Scientists Map Underwater Topography of More Than 1.4 Million Lakes and Reservoirs Worldwide
An online bathymetric dataset will help decision makers manage water resources.
Lakes and reservoirs have a profound influence on ecosystem functions, local stream flow levels, and the movement of water through landscapes. But water managers are often in the dark about subsurface topography, which affects a body of water’s ecology, volume, temperature, and evaporation rate, as well as as inputs and outputs.
Today, a team of scientists has developed artificial intelligence techniques to create a publicly available dataset of the underwater topography, or bathymetry, of more than 1.4 million inland lakes and reservoirs across the world. This information can enable water managers and other decision-makers to better anticipate issues ranging from water availability for cities and farms to ecological changes in wetlands.
“This dataset gives lake modelers and ecologists a more realistic representation of a body of water,” said Bahram Khazaei, who led the creation of the database as a postdoctoral researcher at the National Center for Atmospheric Research (NCAR). “In order to better understand the dynamics of aquatic systems and the properties of freshwater resources, we need to know more about the geophysical characteristics of what lies beneath the surface.”
The Global Lakes Bathymetry Dataset, or GLOBathy, is available online.
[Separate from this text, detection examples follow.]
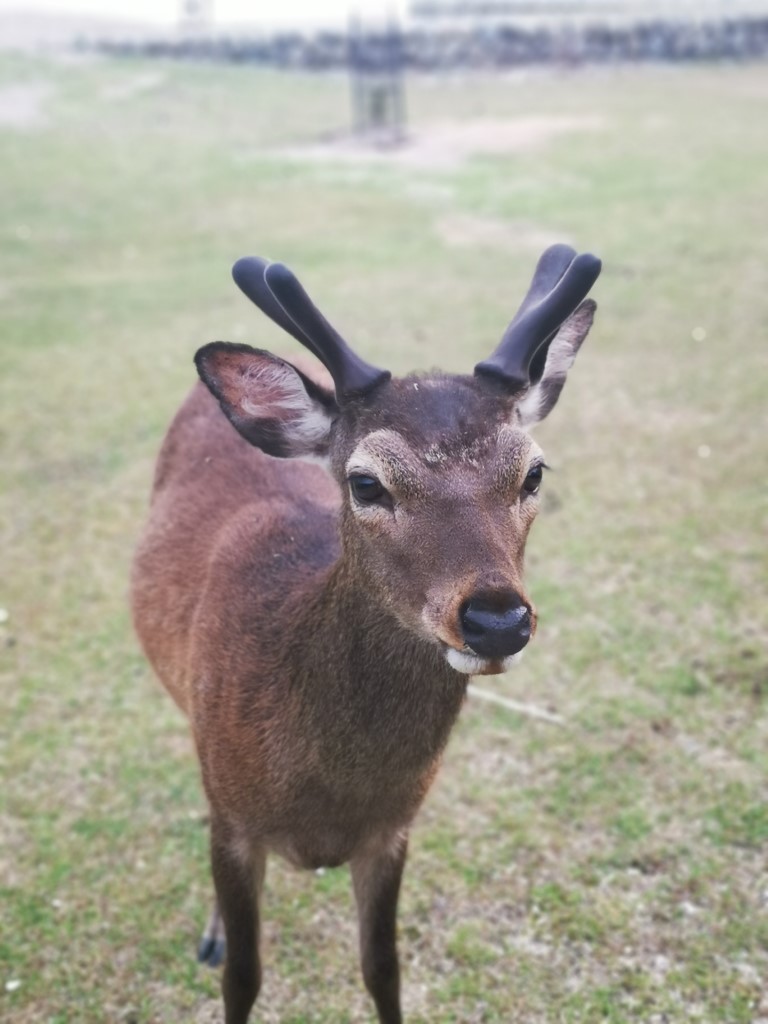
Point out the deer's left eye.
[349,473,387,505]
[522,463,544,495]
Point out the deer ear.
[517,299,597,427]
[195,341,338,459]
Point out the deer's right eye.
[349,473,389,505]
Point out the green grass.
[0,56,768,1024]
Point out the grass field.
[0,49,768,1024]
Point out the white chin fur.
[445,647,524,676]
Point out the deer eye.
[349,473,389,505]
[522,463,544,495]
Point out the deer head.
[196,246,600,675]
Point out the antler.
[475,245,602,391]
[232,256,391,402]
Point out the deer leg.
[198,900,226,967]
[211,820,266,1024]
[350,836,408,1024]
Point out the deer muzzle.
[459,593,532,659]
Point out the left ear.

Estimating bathymetry with machine learning
Most of the accessible surface fresh water on Earth is stored in more than 100 million lakes and reservoirs. Any change in their volumes or discharges can affect both water availability and quality, with significant impacts on people and ecosystems. To better understand potential changes in water bodies, scientists need computer models that can accurately represent their physical characteristics.
Khazaei, who now works for NOAA’s National Ocean Service, became interested in creating a bathymetric dataset while working on NOAA’s National Water Model, which provides detailed forecasts of the throughput across the United States. As he focused on improving simulations of water levels in rivers and streams, he needed more information about the geophysical characteristics of lakes and reservoirs. Researchers have used advances in geographic information systems (GIS), airborne LiDAR and other technologies to map the underwater topography of thousands of lakes and reservoirs, but lack the ability to determine the bathymetry of millions of others.
To estimate the bathymetry of other lakes and reservoirs, Khazaei and his collaborators turned to a comprehensive dataset called HydroLAKES. This provided them with a comprehensive list of the geophysical characteristics of over 1.4 million water bodies around the world, including shoreline length, area, volume, catchment area, elevation, etc. .
They then developed a machine learning technique, called random forest, that is effective at classifying data to establish relationships between these geophysical features of water bodies. They estimated maximum depth and bathymetry for all lakes and reservoirs in the dataset using these relationships, along with GIS techniques.
To validate the dataset, the scientists turned to datasets of lakes in which the maximum depth had been measured, as well as ground-based bathymetric observations of water bodies in different regions and with a wide range of physical characteristics. The results showed that GLOBathy was able to estimate bathymetry and reproduce patterns of depth variability “reasonably well”, according to the article.
GLOBathy also provides estimates of head-area-volume relationships, derived from its bathymetric maps. These relationships, which indicate water availability and area at different depth levels of water bodies, provide essential information that can be used to improve water balance analyzes and a better understanding of hydrological cycles at the time. local, regional and global scale. GLOBathy also gives geophysicists more flexibility in modeling aquatic systems because it complements several existing datasets of inland water bodies.
“For the first time, we have detailed depth and bathymetry information for all these water bodies around the world,” Khazaei said. “It does not replace ground measurements, but it does give us essential information on many lakes and reservoirs whose underwater topography has never been mapped to this extent.”
Reference: “GLOBathy, the global lakes bathymetry dataset” by Bahram Khazaei, Laura K. Read, Matthew Casali, Kevin M. Sampson and David N. Yates, February 3, 2022, Scientific data.
The work was funded by NOAA, and the results were published in a recent issue of Scientific data. NCAR is sponsored by the National Science Foundation.